Heterogeneous effects with continuous treatment dose. Partially solved. de Chaisemartin & D’Haultfœuille (2022) extend DID_M to continuous treatment, but many practical issues remain.

High-dimensional covariates. Combining the DML approach (see the DML note) with staggered DiD is an active research direction. The straightforward combination has issues with the interaction between cross-fitting and within-transformation.

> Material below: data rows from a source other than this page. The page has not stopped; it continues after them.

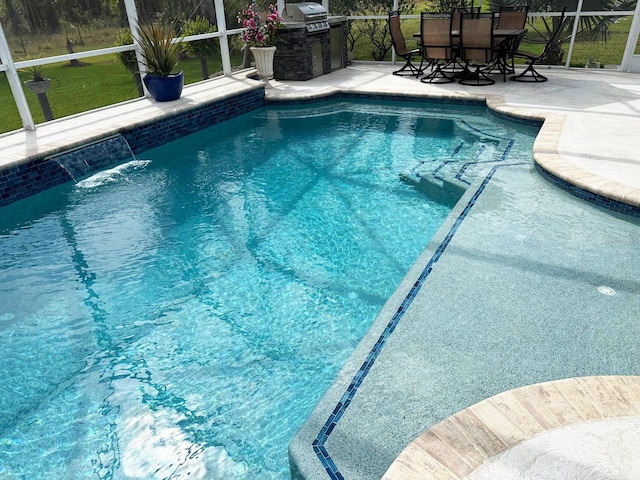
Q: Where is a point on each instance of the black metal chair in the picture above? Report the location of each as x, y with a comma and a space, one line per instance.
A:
530, 74
509, 18
477, 48
437, 49
400, 47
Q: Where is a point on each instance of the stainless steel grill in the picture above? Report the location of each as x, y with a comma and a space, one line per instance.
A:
311, 14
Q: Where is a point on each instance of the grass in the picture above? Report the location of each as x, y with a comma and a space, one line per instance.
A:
102, 81
609, 53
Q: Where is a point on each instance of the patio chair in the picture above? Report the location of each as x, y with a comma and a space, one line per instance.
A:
512, 18
400, 47
530, 74
509, 18
435, 40
477, 48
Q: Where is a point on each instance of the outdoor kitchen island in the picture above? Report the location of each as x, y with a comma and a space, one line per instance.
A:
313, 43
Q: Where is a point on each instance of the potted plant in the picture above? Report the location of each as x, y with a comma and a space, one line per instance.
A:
261, 37
40, 85
160, 55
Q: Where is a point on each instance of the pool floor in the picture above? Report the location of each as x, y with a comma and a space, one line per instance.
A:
534, 285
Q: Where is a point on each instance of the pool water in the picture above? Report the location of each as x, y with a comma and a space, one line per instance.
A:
180, 315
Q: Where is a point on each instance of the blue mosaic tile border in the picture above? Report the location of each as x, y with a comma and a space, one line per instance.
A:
376, 96
404, 98
43, 173
320, 441
587, 196
25, 180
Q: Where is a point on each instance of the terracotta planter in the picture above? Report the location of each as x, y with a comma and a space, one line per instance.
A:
264, 61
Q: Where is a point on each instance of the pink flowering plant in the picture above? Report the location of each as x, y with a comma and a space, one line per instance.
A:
256, 32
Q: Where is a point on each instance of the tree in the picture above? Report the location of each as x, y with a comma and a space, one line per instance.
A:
375, 30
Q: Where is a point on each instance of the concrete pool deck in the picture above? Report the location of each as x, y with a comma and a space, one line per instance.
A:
526, 258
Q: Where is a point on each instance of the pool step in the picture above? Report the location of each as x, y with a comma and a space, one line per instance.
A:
458, 445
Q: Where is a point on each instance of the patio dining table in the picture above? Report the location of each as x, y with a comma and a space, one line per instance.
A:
508, 41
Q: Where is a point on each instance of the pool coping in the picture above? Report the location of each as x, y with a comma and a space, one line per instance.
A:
457, 446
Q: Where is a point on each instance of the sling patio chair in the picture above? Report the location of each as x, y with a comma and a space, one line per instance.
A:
477, 48
530, 74
509, 18
400, 47
435, 40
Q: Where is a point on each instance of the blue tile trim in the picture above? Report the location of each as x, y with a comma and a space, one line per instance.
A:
593, 198
406, 98
319, 442
42, 173
378, 96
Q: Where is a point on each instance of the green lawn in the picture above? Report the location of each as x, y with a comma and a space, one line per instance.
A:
609, 53
102, 81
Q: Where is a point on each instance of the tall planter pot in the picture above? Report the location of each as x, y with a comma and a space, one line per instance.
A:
264, 61
164, 89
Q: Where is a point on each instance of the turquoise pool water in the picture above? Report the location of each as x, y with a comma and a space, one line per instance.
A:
179, 316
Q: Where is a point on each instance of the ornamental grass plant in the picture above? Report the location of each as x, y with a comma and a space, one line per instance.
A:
160, 47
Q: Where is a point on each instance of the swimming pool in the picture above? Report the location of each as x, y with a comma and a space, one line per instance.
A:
182, 313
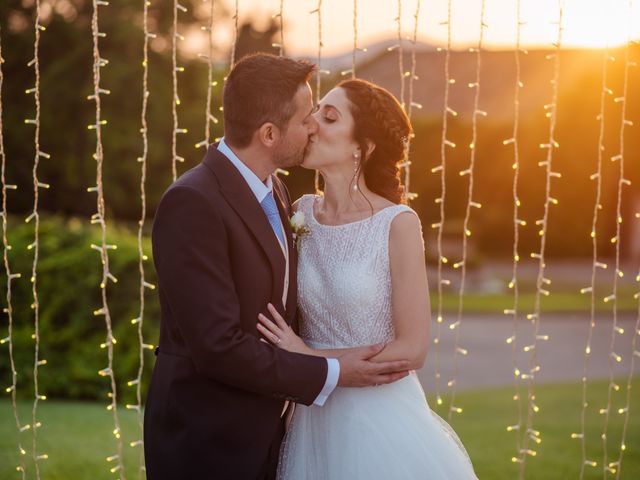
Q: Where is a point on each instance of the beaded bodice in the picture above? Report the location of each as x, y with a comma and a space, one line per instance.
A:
344, 280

Inference with few clusters or few cohorts. Cluster-robust variance estimators are fragile when the number of treated cohorts is small. Wild-cluster bootstrap and sign-randomization tests are practical alternatives but have their own limitations.

Sensitivity to functional form. All of these estimators assume a specific functional form for the counterfactual. Non-parametric alternatives that relax parallel trends (synthetic control, matrix completion) are well-developed but less interpretable.

9. References (verified April 2026)

  • Goodman-Bacon, A. (2021). Difference-in-differences with variation in treatment timing. Journal of Econometrics, 225(2), 254–277. [S.S. 0610a9df]
  • Callaway, B., & Sant’Anna, P. H. C. (2021). Difference-in-differences with multiple time periods. Journal of Econometrics, 225(2), 200–230. [S.S. c7ca8335]
  • de Chaisemartin, C., & D’Haultfœuille, X. (2020). Two-way fixed effects estimators with heterogeneous treatment effects. American Economic Review, 110(9), 2964–2996.
  • de Chaisemartin, C., & D’Haultfœuille, X. (2021). Two-way fixed effects and differences-in-differences with heterogeneous treatment effects: a survey. Econometrics Journal. [S.S. 4569a760]
  • Sun, L., & Abraham, S. (2021). Estimating dynamic treatment effects in event studies with heterogeneous treatment effects. Journal of Econometrics, 225(2), 175–199.
  • Borusyak, K., Jaravel, X., & Spiess, J. (2024). Revisiting event-study designs: robust and efficient estimation. Review of Economic Studies.
  • Roth, J., Sant’Anna, P. H. C., Bilinski, A., & Poe, J. (2023). What’s trending in difference-in-differences? A synthesis of the recent econometrics literature. Journal of Econometrics, 235(2), 2218–2244.
  • Rambachan, A., & Roth, J. (2023). A more credible approach to parallel trends. Review of Economic Studies, 90(5), 2555–2591.
  • Card, D., & Krueger, A. B. (1994). Minimum wages and employment: a case study of the fast-food industry in New Jersey and Pennsylvania. American Economic Review, 84(4), 772–793.

Figures 1 and 3 are pedagogical; figure 2 reports an estimator comparison on a small analytical DGP whose code is in the site repository. All numerical values are reproducible; seeds are fixed.